Last night, we took it down to Bowen Bay to spend the evening at the beach, relishing the heat wave that is hitting us with 30 degree heat and setting new records for June high temperatures. In the evening, there was nary a whisper of wind and so I took the canoe out for a solo paddle heading well out of Bowen Bay and out into the Collingwood Channel. There were no boats around and only the very gentlest of swells. My boat drifted on the ebb tide, being watched by a seal that popped up at various intervals off my stern with a little puff of rancid breath. I lolled around out there until the sun set behind the gentle low slopes of Mount Elphonstone and then headed back in, paddling towards the waxing moon, which is now skirting low on the southern horizon.

Perfectly afloat.

Tuesday, June 2, 2009

Summer fauna

In the last week a bunch of summer fauna have appeared:
  • Bats
  • Swainson's Thrushes 
  • Spring Azure butterflies
  • Mosquitos
  • Tanagers
It's still hot, the smoke has cleared and I can hardly believe that we'll get the June rains, but I'm optimistic we will.  Berries need it and the garden too.  

Monday, June 1, 2009

Smoke on the water

A most glorious weekend here on Bowen.  The weather has been amazing for the past week and our garden is in.  Saturday we went up to Tir na Nog to see Aine's latest performance, another retelling of The Neverending Story.  After seeing this play for the fourth time in about eight years, I think I finally get it, and the blur between reality and fantasy is a resonant trope for Tir na Nog families.

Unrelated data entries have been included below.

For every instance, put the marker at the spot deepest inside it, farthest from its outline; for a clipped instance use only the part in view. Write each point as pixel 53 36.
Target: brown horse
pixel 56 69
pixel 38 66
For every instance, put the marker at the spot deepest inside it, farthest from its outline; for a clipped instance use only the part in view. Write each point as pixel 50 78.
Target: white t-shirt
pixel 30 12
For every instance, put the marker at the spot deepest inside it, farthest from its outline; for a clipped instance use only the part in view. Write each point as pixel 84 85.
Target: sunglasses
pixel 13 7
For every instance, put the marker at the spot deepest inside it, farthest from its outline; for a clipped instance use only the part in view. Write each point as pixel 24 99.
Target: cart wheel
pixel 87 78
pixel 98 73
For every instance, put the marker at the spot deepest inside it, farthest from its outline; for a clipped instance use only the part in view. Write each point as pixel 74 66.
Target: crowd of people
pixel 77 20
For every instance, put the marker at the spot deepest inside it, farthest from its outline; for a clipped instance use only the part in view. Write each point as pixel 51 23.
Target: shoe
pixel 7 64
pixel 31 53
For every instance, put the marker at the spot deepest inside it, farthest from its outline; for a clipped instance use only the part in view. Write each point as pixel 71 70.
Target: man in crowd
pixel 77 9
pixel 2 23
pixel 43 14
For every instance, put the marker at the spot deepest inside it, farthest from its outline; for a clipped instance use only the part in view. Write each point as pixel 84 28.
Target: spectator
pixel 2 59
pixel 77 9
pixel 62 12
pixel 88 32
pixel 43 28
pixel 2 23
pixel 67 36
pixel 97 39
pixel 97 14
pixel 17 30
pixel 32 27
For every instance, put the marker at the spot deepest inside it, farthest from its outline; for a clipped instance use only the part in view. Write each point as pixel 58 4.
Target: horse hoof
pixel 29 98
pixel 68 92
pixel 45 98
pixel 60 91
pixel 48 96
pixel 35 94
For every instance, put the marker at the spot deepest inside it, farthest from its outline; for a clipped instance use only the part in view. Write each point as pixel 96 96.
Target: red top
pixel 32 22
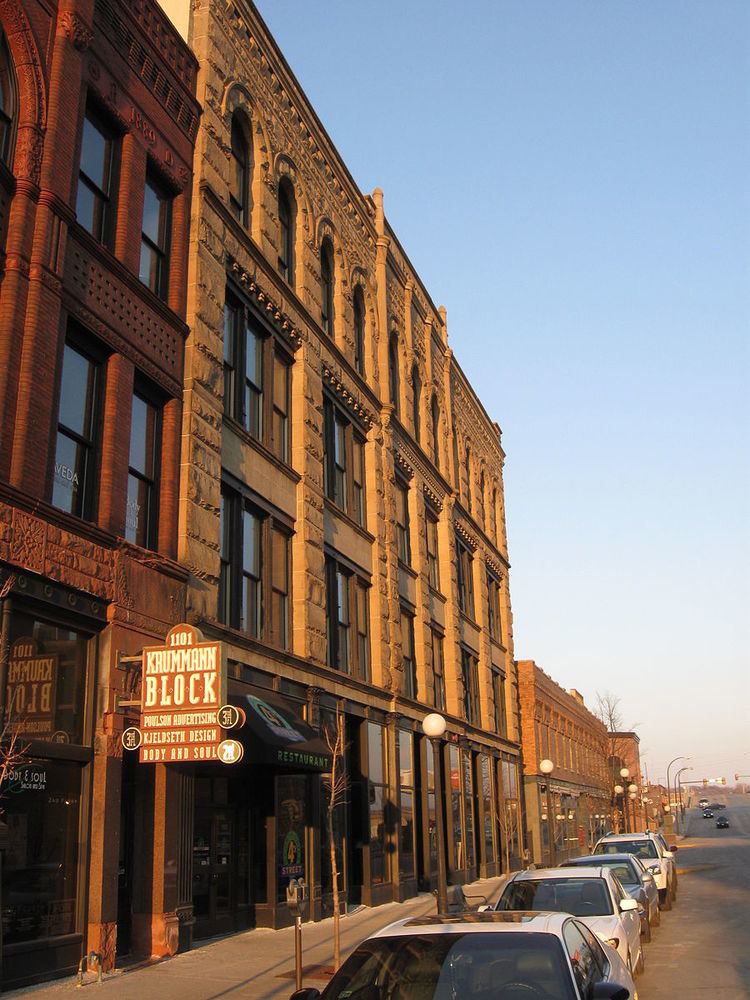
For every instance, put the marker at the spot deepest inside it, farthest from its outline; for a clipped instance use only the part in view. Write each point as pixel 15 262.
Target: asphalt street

Later Saturday night I caught up with Corbin Keep, who moved over to Gabriola last year.  He was back for a performance at The Gallery in front of a small group of friends.  Most of the arts loving islanders were over in Vancouver at a concert that Alison Nixon put together to raise money for a therapeutic community she is helping to create for families living with mental health challenges.  Corbin's crowd was amused and amazed by his antics, songs, satires and sheer hubristic bizarreness.  Much ink has been spilled about Corbin's ability to wring a symphony of sounds out of a cello, but to see him is really to believe.  And to see him at home among friends is a lovely treat.

Sunday, I went with Aine down to the Pier for some tacos and sat in with some of Bowen's fine bluegrass players, including Murray Journeay, Bob Doucet, Jeff Scouten and Paul "One-Winged" Grant among opthers.  some soccer with Finn and Caitlin.  During Caitlin's scrimmage between her women's team and the U14 boys at the Bowen Island Football Club, she got caught in a hole in the field and tore her hamstring.  Poor one...she's laid up in a pretty peck of pain and her season is probably done.  

This morning, coming across to Vancouver with my friend Steven Wright, we noticed the smell of smoke on the wind.  Once we got to the Cove we could see why.  There is a 550 hectare forest fire burning up at Gold Lake near Lillooet and the light Squamish wind that had come up in the night had sucked smoke from there down to the Coast.  From Vancouver there is a brown smear across the horizon and the sun rose angrily through it this morning, promising a day of 30 degrees and probably more smoke to come.  

June always brings rains, so this taste of summer is usually shortlived, but by God, it feels like July out there already and one gets the feeling that a long hot summer is in the works.